İlköğretim 4. ve 8. sınıfta öğrencilerine çevre bilincinin yerleştirilebilmesi için hazırlanan "Yeşil Kutu" isimli proje, düzenlenen bir törenle imzalandı.
Proje kapsamında öğrencilere, görsel, işitsel ve uygulamalı olarak verilecek eğitim için "eğitim setleri" hazırlanması planlanan proje, Milli Eğitim Bakanlığı, Orman ve Çevre Bakanlığı ile Merkezi ve Doğu Avrupa için Bölgesel Çevre Merkezi (REC) arasında imzalandı. 28 ülkede uygulanıp başarı sağlandığı belirtilen projeyle öncelikli olarak öğretmenler eğitimden geçirilecek.
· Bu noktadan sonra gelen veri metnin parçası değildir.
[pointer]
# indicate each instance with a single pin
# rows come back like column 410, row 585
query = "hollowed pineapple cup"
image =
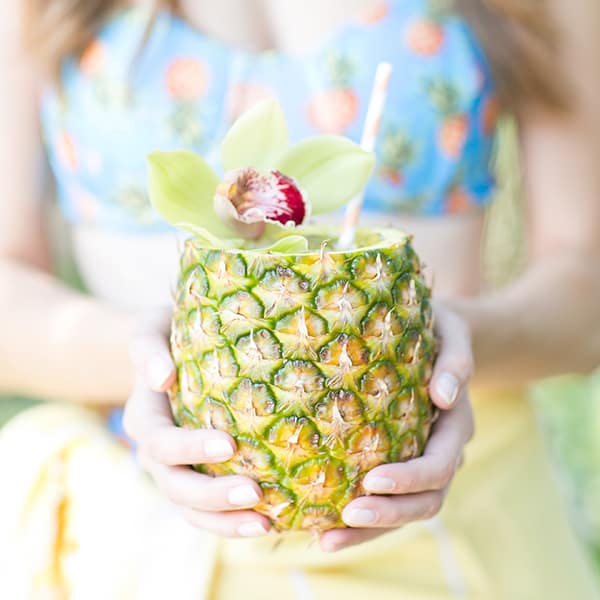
column 316, row 362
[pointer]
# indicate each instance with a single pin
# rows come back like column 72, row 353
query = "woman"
column 77, row 519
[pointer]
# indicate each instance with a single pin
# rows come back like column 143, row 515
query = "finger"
column 338, row 539
column 392, row 511
column 238, row 524
column 454, row 363
column 145, row 411
column 436, row 468
column 149, row 350
column 170, row 445
column 189, row 489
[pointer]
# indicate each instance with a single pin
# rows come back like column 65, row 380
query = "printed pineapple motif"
column 134, row 199
column 452, row 134
column 425, row 36
column 397, row 151
column 335, row 109
column 317, row 364
column 458, row 201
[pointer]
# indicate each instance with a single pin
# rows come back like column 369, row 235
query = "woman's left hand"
column 415, row 490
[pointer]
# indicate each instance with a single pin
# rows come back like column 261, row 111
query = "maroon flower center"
column 251, row 197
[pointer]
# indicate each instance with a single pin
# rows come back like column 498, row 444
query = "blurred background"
column 568, row 407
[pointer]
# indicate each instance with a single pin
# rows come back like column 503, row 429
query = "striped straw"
column 369, row 137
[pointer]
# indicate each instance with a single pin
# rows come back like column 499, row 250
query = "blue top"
column 183, row 88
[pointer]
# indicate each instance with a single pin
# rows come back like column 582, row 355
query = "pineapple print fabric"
column 185, row 88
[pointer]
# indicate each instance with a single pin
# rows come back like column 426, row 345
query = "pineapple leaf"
column 208, row 240
column 182, row 187
column 330, row 170
column 257, row 139
column 288, row 245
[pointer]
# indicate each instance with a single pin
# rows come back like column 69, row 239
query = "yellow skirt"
column 78, row 521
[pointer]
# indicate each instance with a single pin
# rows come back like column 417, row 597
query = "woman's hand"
column 165, row 451
column 416, row 489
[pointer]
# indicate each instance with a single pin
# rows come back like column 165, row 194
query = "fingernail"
column 447, row 387
column 218, row 449
column 360, row 516
column 159, row 370
column 253, row 529
column 379, row 485
column 243, row 495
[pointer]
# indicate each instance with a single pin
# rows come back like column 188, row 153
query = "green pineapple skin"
column 317, row 363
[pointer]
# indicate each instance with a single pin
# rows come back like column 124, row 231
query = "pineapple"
column 317, row 363
column 316, row 360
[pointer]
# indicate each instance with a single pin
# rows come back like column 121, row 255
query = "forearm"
column 546, row 323
column 56, row 343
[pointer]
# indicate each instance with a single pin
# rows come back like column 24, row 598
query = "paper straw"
column 369, row 137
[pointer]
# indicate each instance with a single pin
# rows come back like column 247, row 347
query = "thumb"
column 149, row 350
column 454, row 363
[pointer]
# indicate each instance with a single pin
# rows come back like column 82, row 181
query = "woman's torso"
column 193, row 78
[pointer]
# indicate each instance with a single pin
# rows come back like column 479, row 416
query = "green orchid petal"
column 182, row 186
column 257, row 139
column 288, row 245
column 330, row 170
column 208, row 240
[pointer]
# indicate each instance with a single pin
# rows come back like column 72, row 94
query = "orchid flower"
column 265, row 180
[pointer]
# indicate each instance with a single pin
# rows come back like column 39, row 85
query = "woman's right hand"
column 221, row 505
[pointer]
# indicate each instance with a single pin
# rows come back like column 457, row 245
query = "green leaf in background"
column 288, row 245
column 257, row 139
column 181, row 186
column 330, row 170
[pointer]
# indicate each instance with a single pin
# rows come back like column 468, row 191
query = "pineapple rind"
column 316, row 363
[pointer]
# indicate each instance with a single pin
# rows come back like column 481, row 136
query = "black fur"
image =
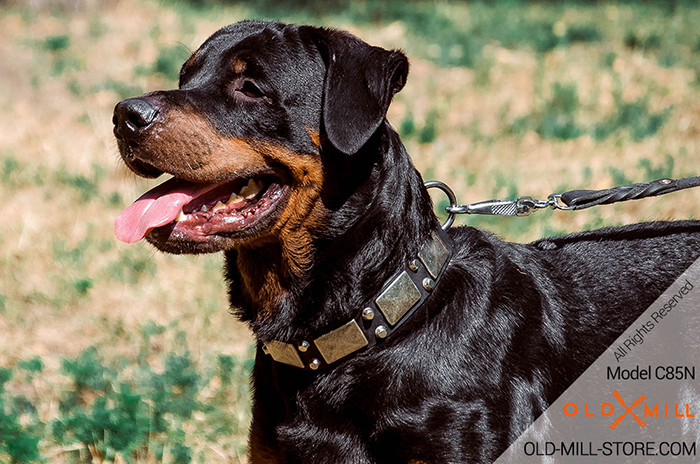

Öğrenci ve öğretmenler için özel tasarlanan eğitim kitap seti, çevre kirliliğini önleme ve geri dönüşümün önemine dikkat çekmek için Almanya'da tedavülden kaldırılan Alman marklarından yapıldı.
Orman ve Çevre Bakanı Osman Pepe, reninde yaptığı konuşmada, Türkiye'de çevre bilincinin arzu edildiği seviyede olmadığının herkesçe bilindiğine işaret etti. Halktan kendisine "Çevre Dersi konulması olamaz mı?" şeklinde sorular yöneltildiğini hatırlatarak, protokolde bulunan Milli Eğitim Bakanı Hüseyin Çelik'e Çevre Dersi konulması yönündeki talepleri iletti. Projenin önemli bir adım olduğunu, ancak ilköğretim ve ortaöğretimde yaklaşık 15 milyon öğrencinin eğitim aldığına dikkat çeken Pepe, hazırlanacak 2 bin adet eğitim setinin yetersiz olacağını kaydetti. Çevre temizliği ve düzenine ilişkin bilincin oluşmasının bir ülkenin gelişmişliğiyle doğru orantılı olduğunu belirten Pepe, ülke olarak gelişmiş ülkelerde yapılan çalışmaları takip ederek, bu çalışmalardan ders çıkartılması gerektiğini bildirdi.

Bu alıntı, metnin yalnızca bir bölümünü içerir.